Fui prácticamente despedida de mi trabajo por toser, no pude explicar que se debía al fuerte olor de los disolventes que se utilizan para diluir las pinturas.
En pocos minutos estaba encerrada en una cabina de acrílico.
Los electrodos pegados a mi cuerpo lograban acelerar los latidos de mi corazón.
Intenté hacer ejercicios de relajación, no entendía por qué todos corrían sin rumbo cierto.
Cerré los ojos, logré dormirme.
Un perfume a rosas recién cortadas inundaba el sitio.
En un parque de sutil belleza, Él acomodaba la tela sobre el atril, en una banqueta alineaba los pomos de pintura.
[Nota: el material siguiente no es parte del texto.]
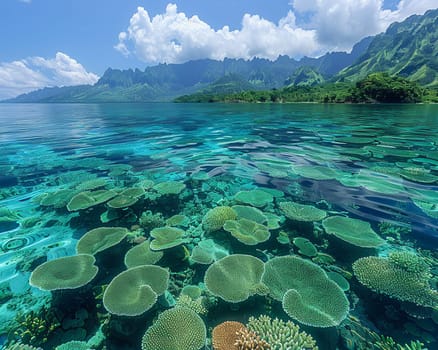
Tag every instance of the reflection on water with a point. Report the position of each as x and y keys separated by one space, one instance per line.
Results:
x=376 y=163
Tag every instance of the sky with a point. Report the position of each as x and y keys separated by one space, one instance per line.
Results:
x=70 y=42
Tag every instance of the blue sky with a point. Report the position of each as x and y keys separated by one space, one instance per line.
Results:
x=68 y=42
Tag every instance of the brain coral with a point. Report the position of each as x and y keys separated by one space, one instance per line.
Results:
x=306 y=292
x=386 y=277
x=135 y=291
x=216 y=217
x=247 y=231
x=224 y=335
x=176 y=329
x=64 y=273
x=353 y=231
x=280 y=334
x=99 y=239
x=235 y=278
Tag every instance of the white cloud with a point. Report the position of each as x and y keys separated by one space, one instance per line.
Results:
x=33 y=73
x=332 y=25
x=339 y=24
x=173 y=37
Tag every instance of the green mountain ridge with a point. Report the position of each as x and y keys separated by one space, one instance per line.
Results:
x=407 y=49
x=167 y=81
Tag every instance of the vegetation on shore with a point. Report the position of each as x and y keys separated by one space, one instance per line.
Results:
x=375 y=88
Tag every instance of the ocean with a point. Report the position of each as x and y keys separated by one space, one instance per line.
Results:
x=323 y=216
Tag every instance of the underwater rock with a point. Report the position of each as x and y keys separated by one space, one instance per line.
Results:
x=224 y=335
x=247 y=231
x=178 y=328
x=353 y=231
x=64 y=273
x=306 y=292
x=141 y=254
x=134 y=291
x=235 y=278
x=99 y=239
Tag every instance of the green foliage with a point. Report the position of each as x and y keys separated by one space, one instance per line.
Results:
x=305 y=76
x=381 y=87
x=406 y=49
x=377 y=87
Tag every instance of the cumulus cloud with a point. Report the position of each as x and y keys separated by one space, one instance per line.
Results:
x=329 y=25
x=173 y=37
x=339 y=24
x=33 y=73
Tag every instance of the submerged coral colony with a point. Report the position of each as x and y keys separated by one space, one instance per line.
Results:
x=212 y=262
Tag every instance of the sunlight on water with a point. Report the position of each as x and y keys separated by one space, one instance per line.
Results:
x=203 y=183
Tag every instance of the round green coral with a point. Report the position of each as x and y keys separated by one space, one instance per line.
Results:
x=281 y=335
x=179 y=328
x=73 y=345
x=135 y=291
x=353 y=231
x=64 y=273
x=169 y=187
x=166 y=237
x=88 y=199
x=386 y=277
x=216 y=217
x=141 y=254
x=235 y=278
x=250 y=213
x=256 y=198
x=99 y=239
x=306 y=292
x=247 y=231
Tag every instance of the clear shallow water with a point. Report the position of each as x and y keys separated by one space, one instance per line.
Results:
x=373 y=163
La mano izquierda sostenía la paleta en la que mezclaría los colores que darían vida a su obra.
Trazos ligeros asemejaban sus manos al aleteo de los pájaros.
Pocas veces volteó su rostro para observarme, aún así pude admirar su hermosa y plácida sonrisa, esa que se dibuja en la cara de las personas cuando están inmersas en una tarea que los hace felices.
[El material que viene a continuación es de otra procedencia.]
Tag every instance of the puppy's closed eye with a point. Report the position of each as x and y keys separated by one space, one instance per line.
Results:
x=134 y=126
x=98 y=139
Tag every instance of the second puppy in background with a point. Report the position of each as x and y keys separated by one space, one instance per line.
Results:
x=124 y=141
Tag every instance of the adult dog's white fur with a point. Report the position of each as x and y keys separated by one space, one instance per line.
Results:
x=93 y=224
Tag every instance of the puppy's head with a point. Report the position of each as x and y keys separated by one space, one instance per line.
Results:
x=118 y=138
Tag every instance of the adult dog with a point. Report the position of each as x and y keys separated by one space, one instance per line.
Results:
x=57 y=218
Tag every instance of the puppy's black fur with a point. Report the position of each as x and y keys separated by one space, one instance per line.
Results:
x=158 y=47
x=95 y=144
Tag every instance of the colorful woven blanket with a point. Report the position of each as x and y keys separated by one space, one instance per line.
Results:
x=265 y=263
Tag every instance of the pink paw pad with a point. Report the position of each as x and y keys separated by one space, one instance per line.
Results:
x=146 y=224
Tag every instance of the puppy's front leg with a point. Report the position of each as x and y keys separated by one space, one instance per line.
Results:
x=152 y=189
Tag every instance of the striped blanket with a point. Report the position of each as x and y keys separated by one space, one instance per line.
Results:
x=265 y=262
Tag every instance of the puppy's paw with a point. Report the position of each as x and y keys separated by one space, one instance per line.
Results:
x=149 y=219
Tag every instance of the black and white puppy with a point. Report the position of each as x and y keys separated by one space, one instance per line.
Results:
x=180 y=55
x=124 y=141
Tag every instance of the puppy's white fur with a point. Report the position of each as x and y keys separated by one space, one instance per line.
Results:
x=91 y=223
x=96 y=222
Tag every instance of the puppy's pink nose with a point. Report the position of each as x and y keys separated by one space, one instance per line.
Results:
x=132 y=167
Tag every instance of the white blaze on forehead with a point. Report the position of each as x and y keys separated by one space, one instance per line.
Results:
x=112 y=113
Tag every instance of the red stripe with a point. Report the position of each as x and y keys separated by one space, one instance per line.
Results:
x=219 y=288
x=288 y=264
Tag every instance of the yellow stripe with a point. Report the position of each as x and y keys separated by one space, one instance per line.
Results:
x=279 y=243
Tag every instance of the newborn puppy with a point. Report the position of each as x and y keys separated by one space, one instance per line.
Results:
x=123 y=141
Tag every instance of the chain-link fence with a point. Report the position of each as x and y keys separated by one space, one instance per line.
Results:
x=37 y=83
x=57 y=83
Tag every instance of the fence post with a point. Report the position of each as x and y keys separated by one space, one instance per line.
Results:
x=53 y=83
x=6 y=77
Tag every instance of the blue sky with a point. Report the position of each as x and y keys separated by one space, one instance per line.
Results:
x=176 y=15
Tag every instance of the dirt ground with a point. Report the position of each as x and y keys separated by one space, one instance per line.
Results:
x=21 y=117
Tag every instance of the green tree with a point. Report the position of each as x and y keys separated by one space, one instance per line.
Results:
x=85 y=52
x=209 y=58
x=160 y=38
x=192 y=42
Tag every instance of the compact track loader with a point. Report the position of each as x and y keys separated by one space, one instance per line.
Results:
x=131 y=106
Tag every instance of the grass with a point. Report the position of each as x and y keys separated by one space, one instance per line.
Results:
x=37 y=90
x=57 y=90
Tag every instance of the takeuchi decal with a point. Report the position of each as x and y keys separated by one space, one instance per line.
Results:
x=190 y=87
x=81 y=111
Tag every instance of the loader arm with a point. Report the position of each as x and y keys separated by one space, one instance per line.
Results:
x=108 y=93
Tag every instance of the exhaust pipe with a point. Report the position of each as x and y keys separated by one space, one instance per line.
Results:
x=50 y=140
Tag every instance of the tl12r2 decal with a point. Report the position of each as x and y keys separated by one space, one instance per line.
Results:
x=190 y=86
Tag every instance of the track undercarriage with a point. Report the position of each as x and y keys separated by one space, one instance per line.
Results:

Los pinceles bailaban sobre la tela, los colores se casaban entre sí haciendo nacer los más bellos matices.
La brisa rompió las paredes que contenían mi cuerpo, en un instante los electrodos desaparecieron.
Libre pude acercarme al artista plástico, maravillada miraba el crepúsculo plasmado en el óleo, rosas y violetas incrustados en un cielo azul.
Él no entendía las palabras que pronunciaba.
Desde entonces nos comunicamos con el lenguaje de las miradas.
No quiero despertar de este sueño, nos espera la casa rodeada de verdes colinas.
En su interior, junto al crepitar de los leños nacerá la pasión.